Cuando estamos listos enfilamos en dirección contraria a los esquiadores. Cargamos nuestro trineo de plástico hacia la ladera más cercana, donde otras muchas familias se lanzan ya en trineos similares. ¿Quién quiere esquiar cuando puedes hacer una pelea de bolas? ¿Para qué pagar un forfait cuando el placer de un muñeco de nieve está al alcance de la mano?

J2 es reacia a montarse en el trineo. Cuando por fin lo hace, decide que quiere tirarse sola. Le explicamos bien cómo tiene que levantar la palanca para frenar, y colocamos el trineo en una parte de la ladera con pendiente suave y que termina en una pequeña subida para que, en el caso de que se le olvide parar — cosa más que probable — la orografía lo haga por ella. Por si acaso, me coloco al final de la pendiente, preparada para frenarla con mi cuerpo si es necesario. 

J1 suelta el trineo, que comienza a deslizarse. La nieve está congelada, y el trineo avanza cogiendo velocidad. Me quedo embobada viendo cómo se acerca. Sin darme tiempo a reaccionar, pasa por mi lado y salta el parapeto sin que su velocidad se reduzca. Lo último que veo de J2 son las orejas de oso de su gorro de punto perdiéndose en el parking entre dos autocaravanas.  

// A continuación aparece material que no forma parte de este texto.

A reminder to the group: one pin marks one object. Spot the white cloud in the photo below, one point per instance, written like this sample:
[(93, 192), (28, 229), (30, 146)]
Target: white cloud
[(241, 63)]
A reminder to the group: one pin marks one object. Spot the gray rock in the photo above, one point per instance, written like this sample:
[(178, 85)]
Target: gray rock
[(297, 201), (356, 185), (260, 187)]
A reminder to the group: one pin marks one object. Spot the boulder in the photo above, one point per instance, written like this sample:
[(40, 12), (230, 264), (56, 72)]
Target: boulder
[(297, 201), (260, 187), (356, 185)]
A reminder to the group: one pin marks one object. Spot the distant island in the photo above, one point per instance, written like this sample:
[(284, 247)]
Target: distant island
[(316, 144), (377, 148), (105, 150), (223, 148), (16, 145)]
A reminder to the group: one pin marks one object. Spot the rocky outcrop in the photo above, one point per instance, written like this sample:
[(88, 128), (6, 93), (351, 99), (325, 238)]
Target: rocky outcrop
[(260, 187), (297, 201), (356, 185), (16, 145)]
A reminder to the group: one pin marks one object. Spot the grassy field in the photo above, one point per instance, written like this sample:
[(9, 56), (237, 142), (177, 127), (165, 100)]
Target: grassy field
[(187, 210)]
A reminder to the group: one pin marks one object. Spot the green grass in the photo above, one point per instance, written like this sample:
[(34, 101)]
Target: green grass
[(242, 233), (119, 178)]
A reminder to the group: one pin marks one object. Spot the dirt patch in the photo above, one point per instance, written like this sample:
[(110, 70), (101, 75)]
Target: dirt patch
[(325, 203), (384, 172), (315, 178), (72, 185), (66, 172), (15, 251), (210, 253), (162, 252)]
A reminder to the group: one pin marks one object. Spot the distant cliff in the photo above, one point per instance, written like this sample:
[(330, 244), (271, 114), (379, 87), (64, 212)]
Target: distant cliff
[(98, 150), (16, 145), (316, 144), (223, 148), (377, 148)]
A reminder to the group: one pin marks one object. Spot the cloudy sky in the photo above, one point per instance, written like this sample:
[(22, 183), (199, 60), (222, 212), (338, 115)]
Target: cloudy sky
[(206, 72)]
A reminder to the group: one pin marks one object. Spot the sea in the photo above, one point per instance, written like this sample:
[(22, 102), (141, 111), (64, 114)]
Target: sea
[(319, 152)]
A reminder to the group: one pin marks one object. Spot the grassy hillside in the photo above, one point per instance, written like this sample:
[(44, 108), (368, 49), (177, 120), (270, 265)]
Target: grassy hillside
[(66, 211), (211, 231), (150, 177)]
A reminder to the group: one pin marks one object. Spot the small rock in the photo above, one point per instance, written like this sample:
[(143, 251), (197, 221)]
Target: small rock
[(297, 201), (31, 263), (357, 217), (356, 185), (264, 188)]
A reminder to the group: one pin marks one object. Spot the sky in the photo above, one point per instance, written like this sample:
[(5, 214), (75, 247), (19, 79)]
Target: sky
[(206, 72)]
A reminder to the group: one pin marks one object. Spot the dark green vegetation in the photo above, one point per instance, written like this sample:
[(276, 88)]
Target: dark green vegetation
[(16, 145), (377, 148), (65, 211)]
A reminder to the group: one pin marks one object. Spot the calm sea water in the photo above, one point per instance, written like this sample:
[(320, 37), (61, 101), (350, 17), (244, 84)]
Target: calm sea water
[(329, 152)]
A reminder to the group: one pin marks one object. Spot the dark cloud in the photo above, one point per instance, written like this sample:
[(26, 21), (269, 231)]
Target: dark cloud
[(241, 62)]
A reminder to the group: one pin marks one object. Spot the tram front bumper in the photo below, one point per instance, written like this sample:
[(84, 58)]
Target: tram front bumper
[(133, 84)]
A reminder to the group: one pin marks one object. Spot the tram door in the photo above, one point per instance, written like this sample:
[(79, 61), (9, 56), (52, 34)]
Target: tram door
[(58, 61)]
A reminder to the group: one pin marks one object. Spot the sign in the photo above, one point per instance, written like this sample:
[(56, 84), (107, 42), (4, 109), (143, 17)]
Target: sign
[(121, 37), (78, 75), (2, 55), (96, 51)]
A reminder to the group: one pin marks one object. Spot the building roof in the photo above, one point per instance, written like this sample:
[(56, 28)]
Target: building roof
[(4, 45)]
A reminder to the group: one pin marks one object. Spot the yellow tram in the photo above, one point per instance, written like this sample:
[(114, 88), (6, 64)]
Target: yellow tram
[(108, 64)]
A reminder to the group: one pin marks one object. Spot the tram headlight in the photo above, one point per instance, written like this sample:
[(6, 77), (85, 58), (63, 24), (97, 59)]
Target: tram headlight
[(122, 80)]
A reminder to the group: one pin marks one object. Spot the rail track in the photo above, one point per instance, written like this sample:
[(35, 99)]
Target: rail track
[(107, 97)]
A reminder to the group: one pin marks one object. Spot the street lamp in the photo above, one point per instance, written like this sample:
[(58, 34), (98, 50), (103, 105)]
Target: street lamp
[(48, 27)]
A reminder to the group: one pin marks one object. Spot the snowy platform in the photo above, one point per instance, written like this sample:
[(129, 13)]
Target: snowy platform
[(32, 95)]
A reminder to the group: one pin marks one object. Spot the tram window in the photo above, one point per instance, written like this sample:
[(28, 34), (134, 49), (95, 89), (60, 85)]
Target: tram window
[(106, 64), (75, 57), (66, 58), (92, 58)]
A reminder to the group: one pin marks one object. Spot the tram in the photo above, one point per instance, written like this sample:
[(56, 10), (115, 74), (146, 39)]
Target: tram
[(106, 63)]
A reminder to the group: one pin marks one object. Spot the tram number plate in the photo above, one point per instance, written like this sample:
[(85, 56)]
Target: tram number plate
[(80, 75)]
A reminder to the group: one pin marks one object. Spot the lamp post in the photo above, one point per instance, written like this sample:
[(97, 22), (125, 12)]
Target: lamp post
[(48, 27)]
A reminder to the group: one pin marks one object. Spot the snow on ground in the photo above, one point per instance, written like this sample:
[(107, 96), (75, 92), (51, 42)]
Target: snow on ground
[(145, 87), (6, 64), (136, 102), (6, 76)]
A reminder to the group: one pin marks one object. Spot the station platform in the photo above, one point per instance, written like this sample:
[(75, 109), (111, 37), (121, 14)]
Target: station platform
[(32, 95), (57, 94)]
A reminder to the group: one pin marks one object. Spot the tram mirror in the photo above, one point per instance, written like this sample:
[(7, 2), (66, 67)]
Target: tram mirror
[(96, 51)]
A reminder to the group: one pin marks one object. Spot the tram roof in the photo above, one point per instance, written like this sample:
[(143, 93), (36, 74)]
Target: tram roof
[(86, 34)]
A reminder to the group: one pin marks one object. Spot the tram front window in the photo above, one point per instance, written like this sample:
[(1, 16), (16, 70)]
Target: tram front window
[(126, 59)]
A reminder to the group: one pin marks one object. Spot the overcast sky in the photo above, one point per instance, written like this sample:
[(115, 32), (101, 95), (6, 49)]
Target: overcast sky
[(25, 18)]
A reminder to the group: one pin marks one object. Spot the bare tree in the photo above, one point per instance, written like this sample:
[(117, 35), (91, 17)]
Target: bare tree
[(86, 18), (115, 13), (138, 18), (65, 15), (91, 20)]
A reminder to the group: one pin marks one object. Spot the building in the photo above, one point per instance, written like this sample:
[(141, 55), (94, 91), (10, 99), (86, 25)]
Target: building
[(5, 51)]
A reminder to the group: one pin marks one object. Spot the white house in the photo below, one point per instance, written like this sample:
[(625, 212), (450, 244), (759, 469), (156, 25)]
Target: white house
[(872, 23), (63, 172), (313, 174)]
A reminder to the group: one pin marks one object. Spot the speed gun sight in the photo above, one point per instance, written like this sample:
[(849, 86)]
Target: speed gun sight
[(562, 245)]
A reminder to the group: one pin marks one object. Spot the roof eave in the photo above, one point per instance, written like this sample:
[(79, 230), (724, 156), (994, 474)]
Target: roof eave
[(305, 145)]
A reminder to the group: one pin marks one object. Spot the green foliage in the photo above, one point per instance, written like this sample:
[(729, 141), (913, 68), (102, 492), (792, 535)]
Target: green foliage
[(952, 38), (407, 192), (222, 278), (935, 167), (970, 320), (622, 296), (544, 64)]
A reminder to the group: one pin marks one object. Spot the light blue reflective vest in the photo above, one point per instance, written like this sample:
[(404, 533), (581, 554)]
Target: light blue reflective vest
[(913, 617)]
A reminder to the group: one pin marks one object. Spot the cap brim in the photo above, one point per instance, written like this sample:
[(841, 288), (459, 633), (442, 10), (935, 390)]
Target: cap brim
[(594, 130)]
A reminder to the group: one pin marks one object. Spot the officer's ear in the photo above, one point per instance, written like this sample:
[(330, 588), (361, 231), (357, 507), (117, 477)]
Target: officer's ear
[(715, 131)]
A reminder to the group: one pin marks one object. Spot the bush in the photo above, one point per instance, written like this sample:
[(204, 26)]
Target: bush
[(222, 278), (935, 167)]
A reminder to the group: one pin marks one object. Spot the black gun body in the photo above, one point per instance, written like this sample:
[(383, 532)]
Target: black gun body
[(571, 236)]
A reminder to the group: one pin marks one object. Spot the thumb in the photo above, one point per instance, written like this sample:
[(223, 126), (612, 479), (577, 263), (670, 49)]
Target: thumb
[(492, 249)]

Qué lástima, pienso, mientras que veo a J1 correr tras ella. Ahora que me había acostumbrado a tener dos hijas…

En la foto, el banco donde espero sentada a que J2 regrese.

2 de marzo 2022

Acérquense, por favor, no sean tímidos. El oso pardo es una especie cada vez más amenazada en la península, y lo que tienen delante es un ejemplar único. No se lo pierdan. Avancen un poco más, sin miedo. ¿Ven esta línea del suelo? Tienen que ponerse delante, justo en el espacio que queda entre la raya roja y la barandilla. Es un poco estrecho, lo sabemos, pero estamos seguros de que serán comprensivos. Ahora permanezcan ahí, una vez sobrepasada la línea, y hagan todo el ruido que puedan. Griten, golpeen el suelo con los pies, agiten los brazos con fuerza… Es la mejor manera de que el animal se ponga nervioso. Si alborotan lo suficiente el oso se acercará y, tras un buen zarpazo, se comerá a uno de ustedes. Preparen sus teléfonos móviles para grabarlo todo, no los suelten por lo que más quieran. Están a punto de presenciar un espectáculo irrepetible.